INÉGALITÉS • depuis 34ans, les différences salariales entre hommes et femmes n’ont pas été comblées. La tendance est même inverse, les écarts se creusant à nouveau. alors que faire ? « il faut créer une autorité tripartite pour contrôler les salaires », estiment les syndicalistes genevoises.

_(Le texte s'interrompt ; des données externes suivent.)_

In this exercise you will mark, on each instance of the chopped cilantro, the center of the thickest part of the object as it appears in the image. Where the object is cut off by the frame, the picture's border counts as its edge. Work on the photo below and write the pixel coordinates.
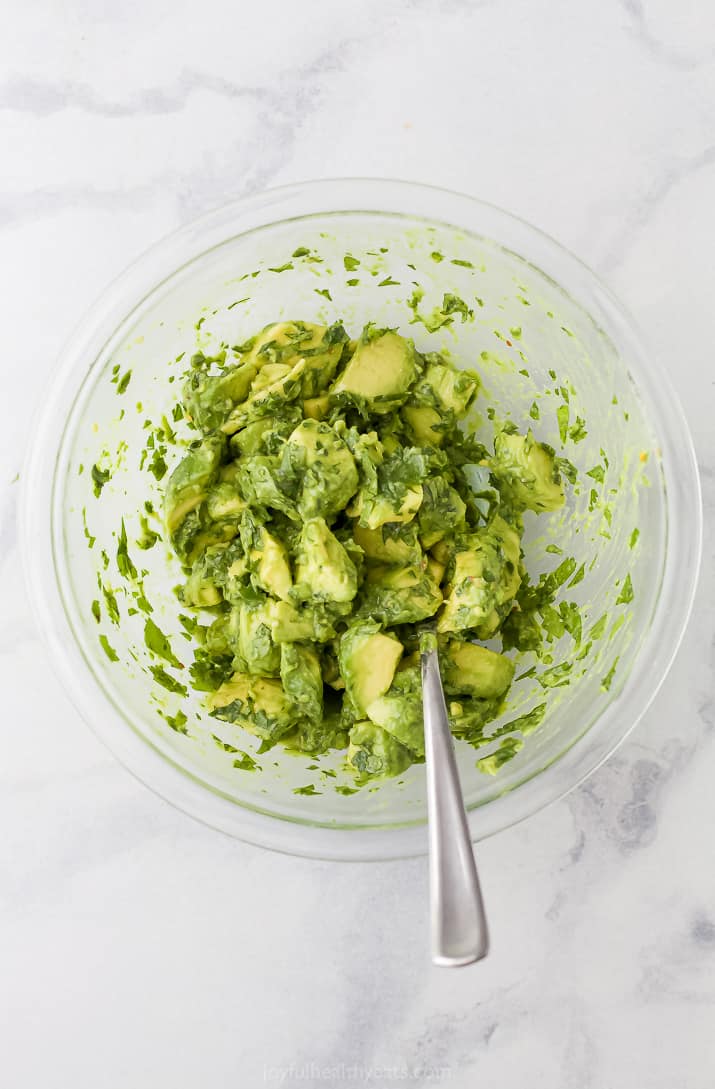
(109, 650)
(167, 681)
(627, 592)
(158, 644)
(100, 477)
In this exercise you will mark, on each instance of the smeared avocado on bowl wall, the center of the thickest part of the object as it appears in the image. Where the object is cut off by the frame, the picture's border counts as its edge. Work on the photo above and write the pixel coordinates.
(369, 515)
(259, 519)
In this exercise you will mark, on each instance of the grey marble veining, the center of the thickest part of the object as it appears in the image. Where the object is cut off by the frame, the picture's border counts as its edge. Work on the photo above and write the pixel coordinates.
(136, 946)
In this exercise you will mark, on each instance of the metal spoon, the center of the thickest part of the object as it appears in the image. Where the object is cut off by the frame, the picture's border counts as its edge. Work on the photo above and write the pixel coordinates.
(458, 924)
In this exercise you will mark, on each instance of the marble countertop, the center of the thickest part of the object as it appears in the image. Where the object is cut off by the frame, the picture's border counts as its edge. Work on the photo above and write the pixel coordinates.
(136, 946)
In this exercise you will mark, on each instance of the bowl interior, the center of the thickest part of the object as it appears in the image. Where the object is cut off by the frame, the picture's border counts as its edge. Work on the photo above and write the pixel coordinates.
(547, 362)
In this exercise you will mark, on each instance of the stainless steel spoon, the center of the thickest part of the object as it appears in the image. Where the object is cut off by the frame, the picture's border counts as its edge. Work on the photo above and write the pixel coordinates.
(458, 924)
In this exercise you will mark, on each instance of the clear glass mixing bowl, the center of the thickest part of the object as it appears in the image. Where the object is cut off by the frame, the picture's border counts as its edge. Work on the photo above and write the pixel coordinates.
(543, 331)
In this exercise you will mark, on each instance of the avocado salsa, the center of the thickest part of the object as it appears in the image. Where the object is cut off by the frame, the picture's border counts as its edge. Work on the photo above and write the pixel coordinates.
(334, 506)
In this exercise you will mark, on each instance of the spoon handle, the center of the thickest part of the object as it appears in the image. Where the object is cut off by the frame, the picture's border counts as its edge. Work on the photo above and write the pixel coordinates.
(459, 933)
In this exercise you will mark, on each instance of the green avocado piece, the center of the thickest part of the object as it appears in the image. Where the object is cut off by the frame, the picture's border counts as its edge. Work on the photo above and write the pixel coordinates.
(485, 580)
(399, 595)
(399, 710)
(528, 472)
(190, 480)
(470, 670)
(320, 462)
(209, 399)
(395, 543)
(442, 512)
(301, 678)
(323, 571)
(374, 754)
(250, 633)
(381, 370)
(453, 390)
(257, 704)
(368, 660)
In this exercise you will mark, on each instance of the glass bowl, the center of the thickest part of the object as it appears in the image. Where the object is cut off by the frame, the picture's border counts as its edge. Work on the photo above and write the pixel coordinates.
(556, 352)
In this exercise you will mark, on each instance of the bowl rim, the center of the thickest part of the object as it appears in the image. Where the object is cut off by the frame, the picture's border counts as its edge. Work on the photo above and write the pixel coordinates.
(145, 276)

paru le 5 mars 2015 dans Gauchebdo, par Natacha de Santignac

L’homme et la femme ont droit à un salaire égal pour un travail de valeur égale. » C’est ce qui est clairement inscrit dans la Constitution depuis 1981. Pourtant, quinze ans plus tard, en 1996, il a encore fallu la loi fédé- rale sur l’égalité entre femmes et hommes. Sans résultats, hélas ! 1981, 1996, ne sommes-nous pas en 2015 ? Est-ce que cela veut dire que depuis plus de trente ans, malgré des textes et des volontés, il reste encore un long chemin à parcourir ? Force est de constater que oui. Aujourd’hui, les femmes sont en colère et la situation doit évoluer. Rappelons que, pour un travail de valeur égale, les femmes gagnent en moyenne 20% de moins que les
hommes.

Le projet Sommaruga est clairement minimaliste

Pour Valérie Buchs, du Syndicat interprofessionnel de travailleuses et travailleurs (SIT) de Genève, « seul un contrôle de l’Etat efficace peut inverser la tendance ». Selon elle, le projet de loi de la conseillère fédérale Simonetta Sommaruga prévoyant d’obliger les employeurs, qui occupent 55 personnes ou plus, à procéder à intervalles réguliers à une analyse des salaires est clairement minimaliste. « Dans le canton de Genève, seules 3,7% des entreprises seraient concernées par les contrôles proposés, ce qui est dérisoire », souligne la secrétaire syndicale. La proposition de publier les disparités dans le rapport annuel des entreprises sans en préciser les chiffres est également très nettement insuffisante ; d’une part les rapports annuels ne sont souvent pas lus par les employés, d’autre part ne pas mentionner l’ampleur des écarts est absurde.
L’ampleur, parlons-en : en 2010, le manque à gagner pour les femmes s’élevait à 7,7 milliards de francs, ramené à l’échelle mensuelle cela correspond à 677 francs par mois.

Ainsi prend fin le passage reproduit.